Le nostre paghe sono ridotte di un bel trenta per cento (in altri posti va pure peggio) ma noi non ci lamentiamo e facciamo un lavoro che non dà alcuna soddisfazione. In silenzio, senza manifestare o frignare sui social.

La gente ci tratta peggio di prima, incolpando noi delle impopolari decisioni di un governo non eletto che gioca a fare il Grande Fratello, ma noi sopportiamo perché è il nostro lavoro. E manco posso dire di sopportare tutto col sorriso, perché indossando la mascherina so che non lo vede nessuno comunque.

Le Forze dell’Ordine ci guardano spesso come se fossimo i compagni di scuola meno fortunati, anche perché siamo noi ad infastidirli, chiamandoli, quando le situazioni degenerano e non possiamo usare modi poco gentili. Ormai un buttafuori ne sa quanto un team di avvocati di leggi e leggine atte a “limitare l’uso della forza”, riservato a chi indossa la divisa e solo in certi casi limite. Quindi se ti insultano o ti sputano addosso puoi scegliere: o te la becchi o te la rischi, per dirla tutta.

Perché scrivo queste righe? Perché vorrei dire a chi si trova davanti a presone che lavorano, già al limite della sopportazione, di ragionare prima di parlare.

Mi rivolgo ai complottisti della domenica per sfatare alcuni miti: il termoscanner non cancella la memoria, non raggiunge con misteriose onde la vostra ghiandola Pineale trasformandola in un transistor, non vi rende impotenti. È un cazzo di termometro, andate a leggervi come funziona e non rompete i coglioni che dobbiamo lavorare.

Vorrei dire due parole anche agli arrabbiati del caso, quelli che ti urlano in faccia che non è giusto, che non è democratico e che non si può andare avanti così: non volete sottostare alla regole imposte arbitrariamente da un Decreto che non considerate legale? Ma pensa… andate a dirlo ai vostri governanti. A me, che sto ad intirizzirmi le palle dalla mattina, non me ne frega un beneamato cazzo. Davvero, proprio niente. Invece di scassare i cabbasisi a uno che lavora, scrivete ai giornali, sui social, sui muri, o dove vi pare e piace. E mi raccomando accenti, apostrofi e punteggiatura. E le fottute “h” per favore.

Infine una piccola parentesi credo di doverla riservare agli anziani, i nostri cari vecchini. Molti sono adorabili, altri, devo confessarlo, insopportabili arroganti che pretendono di avere sempre ragione, spesso senza sapere nemmeno di cosa parlano. L’età non rappresenta l’automatica presunzione di infallibilità assoluta. Quella è prerogativa divina, non geriatrica.

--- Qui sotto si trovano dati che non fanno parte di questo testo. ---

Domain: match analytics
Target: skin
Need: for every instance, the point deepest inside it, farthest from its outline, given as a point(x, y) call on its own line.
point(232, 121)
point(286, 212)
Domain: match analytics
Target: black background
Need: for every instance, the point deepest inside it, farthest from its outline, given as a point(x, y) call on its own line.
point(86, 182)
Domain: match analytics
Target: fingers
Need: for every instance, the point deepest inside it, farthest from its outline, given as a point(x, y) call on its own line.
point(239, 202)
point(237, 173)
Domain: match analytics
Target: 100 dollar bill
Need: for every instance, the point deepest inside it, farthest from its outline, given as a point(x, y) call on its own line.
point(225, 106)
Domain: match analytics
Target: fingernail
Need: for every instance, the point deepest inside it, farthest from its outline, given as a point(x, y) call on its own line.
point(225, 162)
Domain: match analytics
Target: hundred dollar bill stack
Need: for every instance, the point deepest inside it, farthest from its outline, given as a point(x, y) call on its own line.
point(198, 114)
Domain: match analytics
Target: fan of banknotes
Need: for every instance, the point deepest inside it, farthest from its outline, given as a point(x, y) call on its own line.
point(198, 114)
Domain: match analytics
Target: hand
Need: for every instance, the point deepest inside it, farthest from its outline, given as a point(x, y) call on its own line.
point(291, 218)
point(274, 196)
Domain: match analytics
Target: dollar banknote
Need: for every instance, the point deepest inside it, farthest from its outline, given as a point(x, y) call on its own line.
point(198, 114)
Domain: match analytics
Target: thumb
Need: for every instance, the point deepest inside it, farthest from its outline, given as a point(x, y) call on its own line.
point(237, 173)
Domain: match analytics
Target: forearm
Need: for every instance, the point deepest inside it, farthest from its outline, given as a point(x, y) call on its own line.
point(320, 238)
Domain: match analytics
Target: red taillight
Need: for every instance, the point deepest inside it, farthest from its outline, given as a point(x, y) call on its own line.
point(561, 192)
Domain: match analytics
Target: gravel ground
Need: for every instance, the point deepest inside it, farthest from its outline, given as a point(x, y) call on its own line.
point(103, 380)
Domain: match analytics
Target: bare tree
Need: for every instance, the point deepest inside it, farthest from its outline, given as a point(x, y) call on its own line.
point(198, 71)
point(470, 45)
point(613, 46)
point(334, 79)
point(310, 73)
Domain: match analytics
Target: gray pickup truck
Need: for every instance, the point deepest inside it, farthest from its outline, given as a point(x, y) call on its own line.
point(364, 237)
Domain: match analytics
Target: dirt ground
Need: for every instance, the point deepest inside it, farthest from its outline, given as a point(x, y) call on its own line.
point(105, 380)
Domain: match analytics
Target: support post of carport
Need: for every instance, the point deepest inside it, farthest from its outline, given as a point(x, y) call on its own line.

E vogliamo parlare dei furbi da coda? Se c’è una fila la fai pure tu. Non ti infili in mezzo con aria saccente e tante belle scuse per cui tu avresti diritto a passare prima degli altri. Io, che faccio coda tutto il giorno con voi anche se non vorrei, le scuse le ho sentite tutte. Molto prima di conoscere te.

Tutte.

Ora vi saluto, mi aspettano davanti a un supermercato e devo correre, se arrivo in ritardo e mi licenziano perdo il mio meraviglioso stipendio da quattordicenne (ah no, ora fino a sedici anni compiuti non si lavora).

Buona spesa a tutti, sperando di rivederci nei locali, ai concerti o negli stadi.